The world's largest hotel chain, Marriott, is testing "contactless arrival kiosks" at hotels in New York, Louisiana and Miami, along with colossal vending machines to replace convenience stores.

Only time will tell what long-term effect such changes will have on jobs. Hilton spokesman Nigel Glennie said that "the one thing we know for sure is that Hilton is a business of people serving people." Marriott spokeswoman Connie Kim said the company's kiosks "will not impact staffing levels."

How many of these changes will become widespread is unclear.

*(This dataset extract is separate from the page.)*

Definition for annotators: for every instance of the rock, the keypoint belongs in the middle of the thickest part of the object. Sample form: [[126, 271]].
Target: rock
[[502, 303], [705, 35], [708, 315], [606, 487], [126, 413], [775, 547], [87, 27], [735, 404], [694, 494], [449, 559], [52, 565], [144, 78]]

What's certain is that the $1 trillion tourism and travel industry, which was among the hardest hit of all sectors of the U.S. economy, is now seeing growth as housebound travelers, flush with savings, reemerge.

But enough companies have used the pandemic to refine technologies and practices in order to serve customers with fewer people that laid-off workers are wondering whether they'll ever get the call to come back.

Nely Reinante is a 45-year-old mother of three living in one of the nation's tourism hot spots, Hawaii. She has 10 years of experience as a housekeeper, including three years at a Hilton in Waikiki, where she worked until the pandemic arrived.

"Our guests pay hundreds of dollars every night they stay. They deserve to get the best experience and the best service," she said.

She is wondering how much service the hotel will be offering guests in the future, and whether it will need her again. When the pandemic arrived a year ago, the hotel sent her and her co-workers home on furlough. Since then, Hilton and other hotel chains have experimented with serving guests with dramatically fewer staff members, including housekeeping.

Some high-end hotels are cleaning rooms every other night, instead of nightly. Such a change could result in the hotel employing half the number of housekeeping staff members, jobs that are typically filled by women of color, including many immigrants. Nationally that would mean the permanent loss of millions of jobs.

Reinante said she thinks the hotel has hired less than half of the roughly 700 housekeeping staff members it used to have.

D. Taylor, president of the Unite Here union representing 300,000 hotel, casino and food service employees, said the hotel industry had been looking for a reason to cut labor costs before the pandemic arrived.

Taylor said 60% to 70% of his members remain unemployed. "Are some people getting called back? Sure. But what we are seeing a lot, especially in the hotel industry, is to have a largely jobless recovery."